The diagnosis is made on the basis of clinical features, physical findings and the history of exposure to the infected ticks. In the early disease, laboratory tests are not significant. Immunoflorescence, ELISA and antibody titers can give false results in the course of the disease. To confirm the diagnosis, immunoblot (Western blot) technique should be employed. PCR technique for microorganism DNA detection can be performed on urine, blood, CSF and skin biopsy samples. ECG, echocardiogram, spinal tap an MRI of brain are more specifc tests in case of systemic involvement (Longmore et al 2010; Colledge et al 2010; PubMed Health 2011).
The patients who develop symptoms of early disease like erythema maigrans should be treated with antibiotics even if the skin rash resolves as it can progress later into systemic manifestations. A fourteen day course with doxycycline or amoxicillin should be started. Affected individuals who are allergic to this treatment or pregnant women should be given a fourteen-day course of erythromycin or cefuroxime axetil (Colledge et al 2010). For later complications, higher doses of benzyl penicillin or ceftriaxone should be given through intravenous route (Longmore et al 2010).
Inflammation is also an important part of Lyme disease, and can be reduced through proteolytic enzymes, hydrotherapy, diet, massage and fish oil. Natural immune support for the patients is also important and can be provided through Vitamin C and Vitamin D supplements (Strasheim 2009). Preventive measures include simple cautionary steps like avoiding exposure to tick-infested areas, covering exposed skin parts, using repellants and inspecting for ticks after exposure to such area. Environmental control of ticks should also be encouraged.
Prophylactic antibiotics should be administered only to those individuals who line in highly endemic areas. A recombinant vaccine (LYMErix, SmithKline Beecham) have shown a 75% efficacy rate. However, a suspected adverse effect of autoimmune arthritis has caused the withdrawal of the vaccine from the market (McPhee et al 2007). Thorough inspection of clothes and exposed body parts is advised after coming from tick-infested areas. Taking a bath immediately to remove the ticks is also helpful (PubMed Health 2011).
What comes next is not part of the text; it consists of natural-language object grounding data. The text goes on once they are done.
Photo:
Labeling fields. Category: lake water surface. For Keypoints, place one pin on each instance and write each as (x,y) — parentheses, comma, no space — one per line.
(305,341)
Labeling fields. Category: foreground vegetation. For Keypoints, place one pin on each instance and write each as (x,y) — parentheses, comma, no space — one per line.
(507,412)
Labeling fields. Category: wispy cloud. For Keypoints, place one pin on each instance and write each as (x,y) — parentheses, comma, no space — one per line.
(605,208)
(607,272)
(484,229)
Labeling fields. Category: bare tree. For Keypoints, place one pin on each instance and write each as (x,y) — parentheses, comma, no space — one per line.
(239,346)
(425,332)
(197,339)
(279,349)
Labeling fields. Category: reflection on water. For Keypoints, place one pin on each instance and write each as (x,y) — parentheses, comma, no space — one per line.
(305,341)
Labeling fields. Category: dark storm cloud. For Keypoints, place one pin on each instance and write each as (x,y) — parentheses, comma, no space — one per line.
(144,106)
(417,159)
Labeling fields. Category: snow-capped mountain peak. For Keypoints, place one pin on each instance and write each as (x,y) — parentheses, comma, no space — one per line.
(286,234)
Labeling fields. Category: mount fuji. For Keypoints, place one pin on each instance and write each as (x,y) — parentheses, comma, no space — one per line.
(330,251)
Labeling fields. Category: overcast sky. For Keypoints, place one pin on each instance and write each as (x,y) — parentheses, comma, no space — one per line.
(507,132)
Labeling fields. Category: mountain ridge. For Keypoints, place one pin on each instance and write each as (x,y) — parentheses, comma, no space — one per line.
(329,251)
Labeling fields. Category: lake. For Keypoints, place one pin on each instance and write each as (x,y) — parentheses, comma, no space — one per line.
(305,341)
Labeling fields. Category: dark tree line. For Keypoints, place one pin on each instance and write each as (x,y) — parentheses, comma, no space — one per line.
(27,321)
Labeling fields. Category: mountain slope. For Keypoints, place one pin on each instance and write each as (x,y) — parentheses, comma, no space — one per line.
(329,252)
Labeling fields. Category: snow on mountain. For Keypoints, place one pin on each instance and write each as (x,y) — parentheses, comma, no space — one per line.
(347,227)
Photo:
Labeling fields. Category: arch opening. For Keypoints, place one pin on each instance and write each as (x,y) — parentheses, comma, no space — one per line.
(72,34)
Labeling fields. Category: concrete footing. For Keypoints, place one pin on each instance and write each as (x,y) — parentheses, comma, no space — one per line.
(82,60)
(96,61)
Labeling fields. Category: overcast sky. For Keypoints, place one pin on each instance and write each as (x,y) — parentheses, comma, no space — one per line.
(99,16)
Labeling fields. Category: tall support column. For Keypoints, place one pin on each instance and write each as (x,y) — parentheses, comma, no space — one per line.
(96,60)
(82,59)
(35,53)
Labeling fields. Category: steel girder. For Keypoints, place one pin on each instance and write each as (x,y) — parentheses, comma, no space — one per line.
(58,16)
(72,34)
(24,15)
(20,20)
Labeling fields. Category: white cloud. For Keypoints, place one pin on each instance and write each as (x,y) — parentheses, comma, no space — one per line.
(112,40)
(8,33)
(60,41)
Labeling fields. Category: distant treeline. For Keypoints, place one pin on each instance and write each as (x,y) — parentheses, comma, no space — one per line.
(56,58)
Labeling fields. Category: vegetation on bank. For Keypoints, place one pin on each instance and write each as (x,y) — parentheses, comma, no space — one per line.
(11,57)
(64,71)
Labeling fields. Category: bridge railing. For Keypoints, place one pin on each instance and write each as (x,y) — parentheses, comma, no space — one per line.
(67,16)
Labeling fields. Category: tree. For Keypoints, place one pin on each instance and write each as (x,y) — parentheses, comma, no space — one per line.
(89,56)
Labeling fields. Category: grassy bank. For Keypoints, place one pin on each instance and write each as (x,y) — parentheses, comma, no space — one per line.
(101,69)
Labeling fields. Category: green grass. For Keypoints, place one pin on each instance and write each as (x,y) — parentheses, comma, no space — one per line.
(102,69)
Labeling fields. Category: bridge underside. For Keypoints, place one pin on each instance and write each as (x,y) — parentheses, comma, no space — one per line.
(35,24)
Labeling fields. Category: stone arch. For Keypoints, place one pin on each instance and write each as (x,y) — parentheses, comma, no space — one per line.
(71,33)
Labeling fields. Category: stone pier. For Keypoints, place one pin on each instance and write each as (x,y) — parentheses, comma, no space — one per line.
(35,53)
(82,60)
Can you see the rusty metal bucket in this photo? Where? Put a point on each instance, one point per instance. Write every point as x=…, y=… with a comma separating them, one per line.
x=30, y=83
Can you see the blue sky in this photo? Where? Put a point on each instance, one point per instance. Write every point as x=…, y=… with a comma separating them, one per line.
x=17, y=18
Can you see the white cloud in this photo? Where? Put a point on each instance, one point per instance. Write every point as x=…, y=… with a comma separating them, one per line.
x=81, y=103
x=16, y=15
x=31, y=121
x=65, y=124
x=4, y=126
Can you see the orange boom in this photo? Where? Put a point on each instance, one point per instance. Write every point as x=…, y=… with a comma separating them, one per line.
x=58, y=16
Lyme disease is one of the commonest infectious diseases and especially in U.S.A and the European countries. Transmitted by the ticks, the disease has a clinical picture divided into three stages. Diagnosis is based on clinical findings, history and specific tests if the systemic involvement occurs. Management is majorly based on antibiotic treatment and natural therapies for immune support and reduction of inflammation. Preventive measures should be adapted especially in endemic areas to reduce the incidence of Lyme disease.
Works Cited Colledge, Nicki R, Brian R. Walker, Stuart Ralston, and Stanley Davidson. Davidson's Principles and Practice of Medicine. Edinburgh: Churchill Livingstone/Elsevier, 2010. Print. Longmore M, Wilkinson I B, Davidson E H, Foulkes A and Mafi A R. Oxford Handbook of clinical medicine. Oxford University Press. 2010. Print McPhee, Stephen J, Maxine A. Papadakis, and Lawrence M. Tierney. Current Medical Diagnosis & Treatment, 2008. New York: McGraw-Hill Medical, 2007. Print. PubMed Health.
“Lyme Desease”. U.S. National Library of Medicine, PubMed Health. 26 August 2011. Web. 5 May 2012. Strasheim, Connie. Insights into Lyme Disease Treatment: 13 Lyme-Literate Health Care Practitioners Share Their Healing Strategies. South Lake Tahoe, CA: BioMed Pub. Group, 2009. Print.